3. Emphasize client retention and client selection.

It’s always important to understand what customers are looking for and why they work with you—doubly so when times are tight. Good customers are hard to find but easy to lose, so focus on client retention by personalizing the client experience. That means providing quality outreach and attention and thoughtful, value-added services. This could be something as simple as providing recommendations or best-practice guidance for clients based on the data you collect.

On the flip side, beware of costly customers. These are the ones who are eating up a disproportional amount of time and resources—and hurting your ability to retain (or motivate) top talent. A little analysis will help you determine when an annoying customer becomes too costly for your concentrated excellence strategy.

4. Continue attracting new business.

Traditionally the first cuts in hard times include advertising, marketing and sales.

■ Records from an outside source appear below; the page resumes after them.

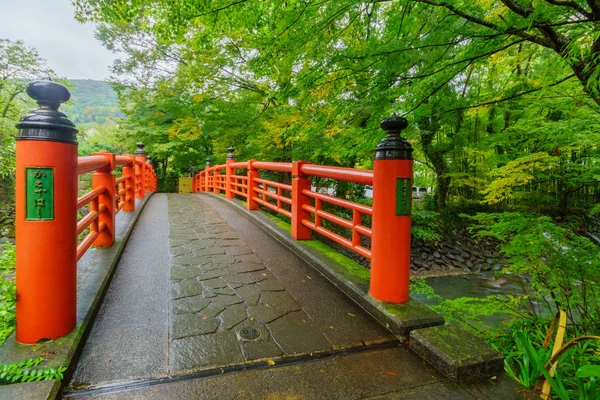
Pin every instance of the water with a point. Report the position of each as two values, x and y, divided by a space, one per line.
475 285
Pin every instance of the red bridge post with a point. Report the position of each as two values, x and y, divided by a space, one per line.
206 175
106 204
392 209
46 218
129 169
140 171
252 175
299 183
228 172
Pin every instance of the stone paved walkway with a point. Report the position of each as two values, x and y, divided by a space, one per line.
190 294
206 305
228 307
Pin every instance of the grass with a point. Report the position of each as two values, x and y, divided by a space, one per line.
354 268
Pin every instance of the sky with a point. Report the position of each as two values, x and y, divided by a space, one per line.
49 26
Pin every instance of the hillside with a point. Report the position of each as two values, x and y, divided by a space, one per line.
92 101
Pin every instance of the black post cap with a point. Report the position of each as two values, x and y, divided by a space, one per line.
47 123
230 153
140 150
393 146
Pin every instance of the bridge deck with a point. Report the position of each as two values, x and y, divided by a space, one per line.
201 291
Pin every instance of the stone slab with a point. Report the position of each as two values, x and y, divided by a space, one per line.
129 339
399 318
31 390
205 351
457 353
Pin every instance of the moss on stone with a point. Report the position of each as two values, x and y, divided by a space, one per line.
354 268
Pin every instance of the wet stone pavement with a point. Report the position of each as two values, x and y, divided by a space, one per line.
227 306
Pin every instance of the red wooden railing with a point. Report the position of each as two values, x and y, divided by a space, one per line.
281 197
389 232
110 195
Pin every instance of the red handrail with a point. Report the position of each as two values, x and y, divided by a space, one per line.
361 176
91 163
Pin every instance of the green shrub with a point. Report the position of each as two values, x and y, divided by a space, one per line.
24 371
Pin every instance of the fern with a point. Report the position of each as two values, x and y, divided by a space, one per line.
24 371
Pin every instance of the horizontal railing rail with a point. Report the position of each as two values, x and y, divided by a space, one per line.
379 233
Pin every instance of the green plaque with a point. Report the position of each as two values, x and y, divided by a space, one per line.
403 196
39 193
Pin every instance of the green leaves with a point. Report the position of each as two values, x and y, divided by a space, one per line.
24 371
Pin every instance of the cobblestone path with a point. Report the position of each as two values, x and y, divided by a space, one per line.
227 306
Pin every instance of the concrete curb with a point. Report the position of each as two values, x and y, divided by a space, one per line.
95 271
456 353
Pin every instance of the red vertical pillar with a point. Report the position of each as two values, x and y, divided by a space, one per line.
251 204
106 219
129 169
299 183
140 169
46 218
392 208
216 188
206 175
228 172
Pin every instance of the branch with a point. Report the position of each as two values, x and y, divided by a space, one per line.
294 22
490 25
573 5
438 88
220 9
469 60
522 11
514 96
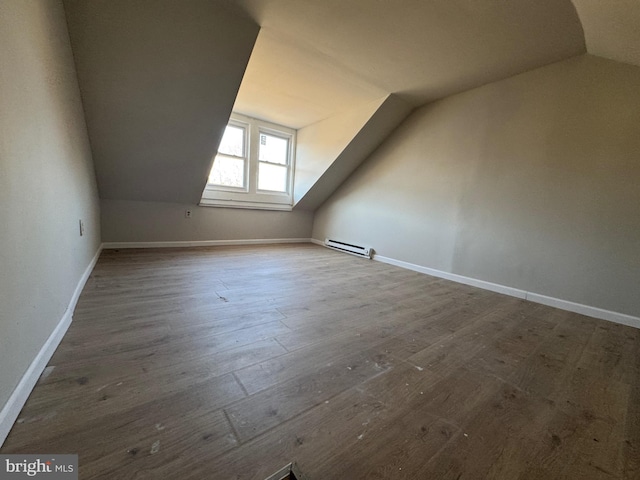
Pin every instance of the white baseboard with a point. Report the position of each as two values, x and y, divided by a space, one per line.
494 287
587 310
567 305
204 243
18 398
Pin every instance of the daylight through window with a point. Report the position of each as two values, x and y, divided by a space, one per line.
253 167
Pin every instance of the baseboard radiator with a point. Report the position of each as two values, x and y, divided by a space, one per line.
358 250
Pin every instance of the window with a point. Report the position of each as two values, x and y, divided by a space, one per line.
253 167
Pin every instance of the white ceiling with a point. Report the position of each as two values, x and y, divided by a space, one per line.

It’s a risky move since those are also the functions driving new customers in the door. Look carefully at your return on investment in each of these areas and consider the opportunity to grab more market share while competitors go silent. It could be a chance to use your innovation and strengths to sustain the company through lean times.

5. Cultivate new leadership.

Identify the difference makers and culture leaders in your organization. Be transparent about where your company stands and what your plans are to see superstars arise. Invest in these employees with mentoring, coaching and opportunities to gain diverse experience. They are more likely to stick with you when you ask them to do more with less and to be pillars of strength when making cuts or reorganizing teams. Those who emerge as leaders will already be earmarked for new initiatives once you’re ready to branch out again.

Seeing the early warning signs of trouble ahead for your business? Be honest and communicate with your employees proactively. I know many leaders hate asking for help but getting your company through tough economic times takes everyone working together—in essence, you are asking your employees to help in ways that benefit everyone. Sharing the strategies you’ll use to weather the storm can be a powerful motivator for your team as they help strengthen the foundation to make the business emerge stronger.